E’ un sessantenne l’autore delle scritte contro la Premier

Luigi Casentini

di Luigi Casentini

Pietrasanta - Le indagini dei carabinieri hanno identificato l'autore delle scritte minacciose e offensive nei confronti della Premier Giorgia Meloni tracciate sui muri di alcuni edifici a Marina di Pietrasanta.

 

E’ un sessantenne originario di Rimini ma residente a Marina di Pietrasanta l’autore delle scritte minacciose ed offensive nei confronti della Premier Giorgia Meloni che erano apparse nei mesi scorsi su numerosi muri delle zone limitrofe al lungomare.

A risalire all’identità dell’uomo sono stati i carabinieri della Compagnia di Viareggio con il supporto del nucleo investigativo.

Le indagini si sono avvalse di numerosi filmati di telecamere di videosorveglianza sia pubblica che privata, oltre ad un capillare controllo del territorio delle aree interessate dalle scritte, una zona ben circoscritta intorno all’Hotel Joseph dove venne scoperta la prima, a dicembre.

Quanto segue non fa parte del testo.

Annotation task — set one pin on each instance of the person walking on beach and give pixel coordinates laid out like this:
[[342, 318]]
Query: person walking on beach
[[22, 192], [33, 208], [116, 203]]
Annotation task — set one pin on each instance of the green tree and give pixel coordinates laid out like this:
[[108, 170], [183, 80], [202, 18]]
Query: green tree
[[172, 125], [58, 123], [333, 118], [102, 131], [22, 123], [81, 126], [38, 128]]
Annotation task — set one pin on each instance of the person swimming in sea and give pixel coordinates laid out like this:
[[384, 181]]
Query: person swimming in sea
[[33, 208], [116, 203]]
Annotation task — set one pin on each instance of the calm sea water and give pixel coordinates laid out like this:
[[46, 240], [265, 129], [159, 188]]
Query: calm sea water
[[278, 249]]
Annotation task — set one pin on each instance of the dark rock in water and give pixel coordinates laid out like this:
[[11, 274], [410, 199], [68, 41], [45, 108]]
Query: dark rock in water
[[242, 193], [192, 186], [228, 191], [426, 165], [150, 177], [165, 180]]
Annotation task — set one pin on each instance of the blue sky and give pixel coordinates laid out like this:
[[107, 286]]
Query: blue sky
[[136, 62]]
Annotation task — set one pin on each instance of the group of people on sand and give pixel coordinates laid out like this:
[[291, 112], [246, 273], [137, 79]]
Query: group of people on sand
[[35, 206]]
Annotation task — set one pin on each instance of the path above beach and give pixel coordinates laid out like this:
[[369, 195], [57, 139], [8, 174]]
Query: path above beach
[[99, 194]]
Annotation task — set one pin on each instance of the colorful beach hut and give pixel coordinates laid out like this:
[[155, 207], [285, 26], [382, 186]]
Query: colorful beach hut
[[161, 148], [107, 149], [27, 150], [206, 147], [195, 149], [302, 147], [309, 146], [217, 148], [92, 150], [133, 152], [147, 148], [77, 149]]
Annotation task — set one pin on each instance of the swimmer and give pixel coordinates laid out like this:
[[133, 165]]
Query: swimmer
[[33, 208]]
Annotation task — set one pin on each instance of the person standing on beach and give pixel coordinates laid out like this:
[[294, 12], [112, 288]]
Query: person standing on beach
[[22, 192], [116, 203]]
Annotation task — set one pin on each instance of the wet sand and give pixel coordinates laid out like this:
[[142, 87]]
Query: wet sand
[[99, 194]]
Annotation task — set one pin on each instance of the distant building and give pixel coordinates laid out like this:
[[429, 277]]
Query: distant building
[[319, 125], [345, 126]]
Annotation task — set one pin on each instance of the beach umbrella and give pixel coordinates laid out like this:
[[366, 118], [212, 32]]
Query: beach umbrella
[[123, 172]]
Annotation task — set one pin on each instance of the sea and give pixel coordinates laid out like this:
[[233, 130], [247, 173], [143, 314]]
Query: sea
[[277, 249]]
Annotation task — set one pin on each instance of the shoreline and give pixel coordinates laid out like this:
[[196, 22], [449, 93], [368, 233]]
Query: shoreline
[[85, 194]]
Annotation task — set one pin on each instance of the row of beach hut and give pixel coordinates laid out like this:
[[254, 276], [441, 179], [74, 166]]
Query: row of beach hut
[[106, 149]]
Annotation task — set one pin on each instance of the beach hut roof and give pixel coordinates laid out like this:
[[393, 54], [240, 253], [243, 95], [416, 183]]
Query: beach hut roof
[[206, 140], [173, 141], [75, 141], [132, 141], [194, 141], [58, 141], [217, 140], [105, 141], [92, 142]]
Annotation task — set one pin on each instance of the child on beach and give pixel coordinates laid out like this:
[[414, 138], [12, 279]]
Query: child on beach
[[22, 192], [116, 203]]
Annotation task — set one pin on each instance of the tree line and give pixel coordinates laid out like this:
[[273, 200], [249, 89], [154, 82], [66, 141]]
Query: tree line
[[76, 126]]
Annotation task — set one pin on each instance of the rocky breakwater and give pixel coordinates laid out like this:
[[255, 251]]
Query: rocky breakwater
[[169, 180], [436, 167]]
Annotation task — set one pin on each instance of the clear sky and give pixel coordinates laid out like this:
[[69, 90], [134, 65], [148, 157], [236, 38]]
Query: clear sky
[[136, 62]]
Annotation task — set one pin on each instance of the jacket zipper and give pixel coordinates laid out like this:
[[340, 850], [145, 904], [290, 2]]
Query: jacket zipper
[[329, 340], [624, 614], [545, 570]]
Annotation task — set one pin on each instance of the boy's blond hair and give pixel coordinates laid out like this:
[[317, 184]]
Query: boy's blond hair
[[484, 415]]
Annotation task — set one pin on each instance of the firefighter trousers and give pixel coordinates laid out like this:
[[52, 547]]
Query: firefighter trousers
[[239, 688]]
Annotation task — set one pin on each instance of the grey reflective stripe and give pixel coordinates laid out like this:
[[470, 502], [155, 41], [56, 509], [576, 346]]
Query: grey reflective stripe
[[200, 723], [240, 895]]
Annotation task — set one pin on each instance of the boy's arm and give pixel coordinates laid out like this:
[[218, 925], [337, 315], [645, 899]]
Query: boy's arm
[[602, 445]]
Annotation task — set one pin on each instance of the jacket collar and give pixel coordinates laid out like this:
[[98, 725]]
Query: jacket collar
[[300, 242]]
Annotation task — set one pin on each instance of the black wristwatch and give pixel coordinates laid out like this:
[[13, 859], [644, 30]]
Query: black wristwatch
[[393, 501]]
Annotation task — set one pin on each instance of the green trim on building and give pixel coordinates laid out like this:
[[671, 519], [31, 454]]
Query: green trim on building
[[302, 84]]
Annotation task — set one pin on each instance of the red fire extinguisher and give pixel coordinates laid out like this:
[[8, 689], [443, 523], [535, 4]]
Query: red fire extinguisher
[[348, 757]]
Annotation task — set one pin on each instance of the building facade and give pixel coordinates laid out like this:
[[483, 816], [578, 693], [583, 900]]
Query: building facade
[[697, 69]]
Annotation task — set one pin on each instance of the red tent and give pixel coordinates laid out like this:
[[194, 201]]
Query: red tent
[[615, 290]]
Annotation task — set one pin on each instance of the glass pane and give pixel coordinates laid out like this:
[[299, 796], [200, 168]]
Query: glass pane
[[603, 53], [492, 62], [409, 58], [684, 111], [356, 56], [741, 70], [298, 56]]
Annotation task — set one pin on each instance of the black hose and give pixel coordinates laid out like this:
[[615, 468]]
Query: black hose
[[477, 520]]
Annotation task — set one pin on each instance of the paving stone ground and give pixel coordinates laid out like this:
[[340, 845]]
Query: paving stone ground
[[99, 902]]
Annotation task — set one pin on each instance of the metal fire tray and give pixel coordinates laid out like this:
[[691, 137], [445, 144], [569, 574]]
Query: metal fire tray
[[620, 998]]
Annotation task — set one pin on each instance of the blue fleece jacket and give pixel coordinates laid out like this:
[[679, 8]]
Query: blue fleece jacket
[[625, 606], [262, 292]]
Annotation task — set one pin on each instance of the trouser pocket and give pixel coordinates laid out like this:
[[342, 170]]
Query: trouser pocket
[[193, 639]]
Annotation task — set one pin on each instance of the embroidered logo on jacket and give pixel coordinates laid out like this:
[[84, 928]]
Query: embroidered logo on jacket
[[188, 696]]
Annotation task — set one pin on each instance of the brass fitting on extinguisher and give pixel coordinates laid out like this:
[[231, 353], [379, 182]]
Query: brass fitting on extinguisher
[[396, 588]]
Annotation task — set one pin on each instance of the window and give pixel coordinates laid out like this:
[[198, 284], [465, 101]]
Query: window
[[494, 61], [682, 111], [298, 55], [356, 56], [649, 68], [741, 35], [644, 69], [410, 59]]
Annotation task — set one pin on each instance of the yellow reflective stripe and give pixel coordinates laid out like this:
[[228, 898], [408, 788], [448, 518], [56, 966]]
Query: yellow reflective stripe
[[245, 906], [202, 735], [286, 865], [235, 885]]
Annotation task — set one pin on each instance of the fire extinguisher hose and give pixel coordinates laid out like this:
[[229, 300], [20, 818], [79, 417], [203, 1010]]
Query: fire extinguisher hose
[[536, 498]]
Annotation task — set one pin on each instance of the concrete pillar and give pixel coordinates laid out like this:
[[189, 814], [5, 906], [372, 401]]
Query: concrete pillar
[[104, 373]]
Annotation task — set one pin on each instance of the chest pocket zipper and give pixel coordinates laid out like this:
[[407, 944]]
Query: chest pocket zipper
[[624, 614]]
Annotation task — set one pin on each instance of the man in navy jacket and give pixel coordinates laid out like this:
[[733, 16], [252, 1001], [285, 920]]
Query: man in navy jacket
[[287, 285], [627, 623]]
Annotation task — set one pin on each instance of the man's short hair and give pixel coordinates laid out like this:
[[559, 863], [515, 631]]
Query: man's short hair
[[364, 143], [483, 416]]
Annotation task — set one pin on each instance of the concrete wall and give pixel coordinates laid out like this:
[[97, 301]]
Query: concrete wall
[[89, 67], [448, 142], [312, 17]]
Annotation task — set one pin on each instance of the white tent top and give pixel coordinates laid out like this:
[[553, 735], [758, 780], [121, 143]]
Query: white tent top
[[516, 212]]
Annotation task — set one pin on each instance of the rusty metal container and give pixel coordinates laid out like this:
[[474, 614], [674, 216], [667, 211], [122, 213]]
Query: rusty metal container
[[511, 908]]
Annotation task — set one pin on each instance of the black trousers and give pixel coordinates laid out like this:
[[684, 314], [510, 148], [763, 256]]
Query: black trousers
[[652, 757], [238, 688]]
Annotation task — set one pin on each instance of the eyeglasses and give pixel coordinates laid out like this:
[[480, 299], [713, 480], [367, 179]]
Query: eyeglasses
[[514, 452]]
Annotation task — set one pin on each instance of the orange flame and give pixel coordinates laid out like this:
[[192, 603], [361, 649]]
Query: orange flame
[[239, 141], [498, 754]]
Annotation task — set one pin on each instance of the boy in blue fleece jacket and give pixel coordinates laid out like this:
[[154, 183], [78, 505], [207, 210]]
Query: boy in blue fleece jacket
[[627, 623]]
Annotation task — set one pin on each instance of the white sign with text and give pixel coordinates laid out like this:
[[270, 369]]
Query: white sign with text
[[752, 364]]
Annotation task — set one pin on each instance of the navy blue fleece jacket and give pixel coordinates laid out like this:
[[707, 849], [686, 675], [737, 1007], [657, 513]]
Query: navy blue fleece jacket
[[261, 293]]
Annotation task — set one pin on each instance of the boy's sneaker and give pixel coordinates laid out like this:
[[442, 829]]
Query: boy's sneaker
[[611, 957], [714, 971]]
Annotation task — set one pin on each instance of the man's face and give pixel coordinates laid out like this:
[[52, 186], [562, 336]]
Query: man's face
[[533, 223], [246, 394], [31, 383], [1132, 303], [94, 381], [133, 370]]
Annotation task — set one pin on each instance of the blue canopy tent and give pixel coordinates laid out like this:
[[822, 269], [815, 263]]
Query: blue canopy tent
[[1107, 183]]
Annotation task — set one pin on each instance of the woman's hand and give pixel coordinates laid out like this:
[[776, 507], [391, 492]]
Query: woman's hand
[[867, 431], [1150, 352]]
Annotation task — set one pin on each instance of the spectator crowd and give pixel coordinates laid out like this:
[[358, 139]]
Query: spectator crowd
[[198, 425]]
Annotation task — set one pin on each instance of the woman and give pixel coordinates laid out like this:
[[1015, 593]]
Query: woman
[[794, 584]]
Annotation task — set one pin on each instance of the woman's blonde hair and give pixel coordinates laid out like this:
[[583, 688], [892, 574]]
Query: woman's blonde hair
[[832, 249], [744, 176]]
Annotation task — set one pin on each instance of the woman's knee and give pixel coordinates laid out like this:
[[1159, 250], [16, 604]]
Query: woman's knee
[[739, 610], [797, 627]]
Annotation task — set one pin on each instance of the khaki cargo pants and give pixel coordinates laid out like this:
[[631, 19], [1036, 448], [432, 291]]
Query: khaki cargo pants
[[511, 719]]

Una volta che il cerchio si è stretto intorno al sessantenne, i miliari hanno effettuato una perquisizione domiciliare nella sua abitazione durante la quale sono stati rinvenuti elementi ritenuti compatibili con gli episodi contestati: gli indumenti indossati in occasione dei raid vandalici, una bomboletta spray e altro materiale riconducibile agli eventi.

L’uomo, su cui gravano altri precedenti di polizia, è stato denunciato per offesa all’onore dei capi di Stato, minaccia, istigazione a delinquere e imbrattamento e deturpamento di cose altrui.

Il rinvenimento delle scritte minacciose nei confronti della Premier era stato denunciato dal deputato Giovanni Donzelli e duramente stigmatizzato da tutte le forze politiche, ma durante le indagini gli investigatori avevano escluso una minaccia vera e propria ad opera di neo gruppi brigatistici , circoscrivendo l’evento nell’ambito dell’iniziativa di un singolo individuo, così come – alla fine – si è rivelato.

Adesso le indagini sono indirizzate a capire il motivo del gesto, dato che il soggetto, in un primo momento, ha negato ogni addebito e successivamente non ha fornito spiegazioni.